Seymour also notes that Republican Chris Gibson was trailing Democrat Scott Murphy in the old NY 20th district race at this point in 2010 by an even wider margin, yet Gibson surged to a decisive win.
But there’s a difference here: Doheny, unlike Gibson, isn’t a fresh face on the political scene. In September 2010, Gibson — a former Army officer — was just introducing himself to voters.
Doheny, by contrast, been a fixture in the North Country for a very long time now, working to garner support from Republican and Conservative committees across the region, campaigning aggressively in 2010.
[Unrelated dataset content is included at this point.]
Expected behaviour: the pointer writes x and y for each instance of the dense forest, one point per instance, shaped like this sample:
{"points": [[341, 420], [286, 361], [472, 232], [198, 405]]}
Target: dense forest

And the simple fact is that, so far, even at this late date, his own party’s voters aren’t sold.
Part of the problem may be Doheny’s bitter contest with Hoffman in 2010. That fierce primary battle may have permanently alienated some tea party folks.
But there are also signs that some moderate Republicans haven’t caught the Doheny bug, symbolized by the cross-party endorsement of Owens by veteran North Country Republican assemblywoman Teresa Sayward.
Doheny also appears to have a real problem with women voters. Bill Owens holds a respectable 51-19% rating among women, with women viewing him more positively than negatively by a two-to-one margin.
Doheny, meanwhile, is viewed positively by just 33% of women, compared with 29% who view him unfavorably.
All of these factors give Doheny very little room to maneuver. And the bald truth is that he’s a different, less nimble candidate than Chris Gibson, who proved to be a natural on the stump, with a compelling back story.
There’s also the fact that Gibson won during the 2010 surge year for Republicans. Siena’s survey shows no similar groundswell for Republican or conservative issues in the North Country. On the contrary. Barack Obama is out-polling Mitt Romney.
Still, the Republican camp is correct that this is far from over. We’ll see in the coming days whether Doheny can find a message, and a trajectory for his campaign, that will begin to nibble away at Owens’ many advantages.
My sense is that Doheny will need something new, something big to shake up this race. The clock is ticking.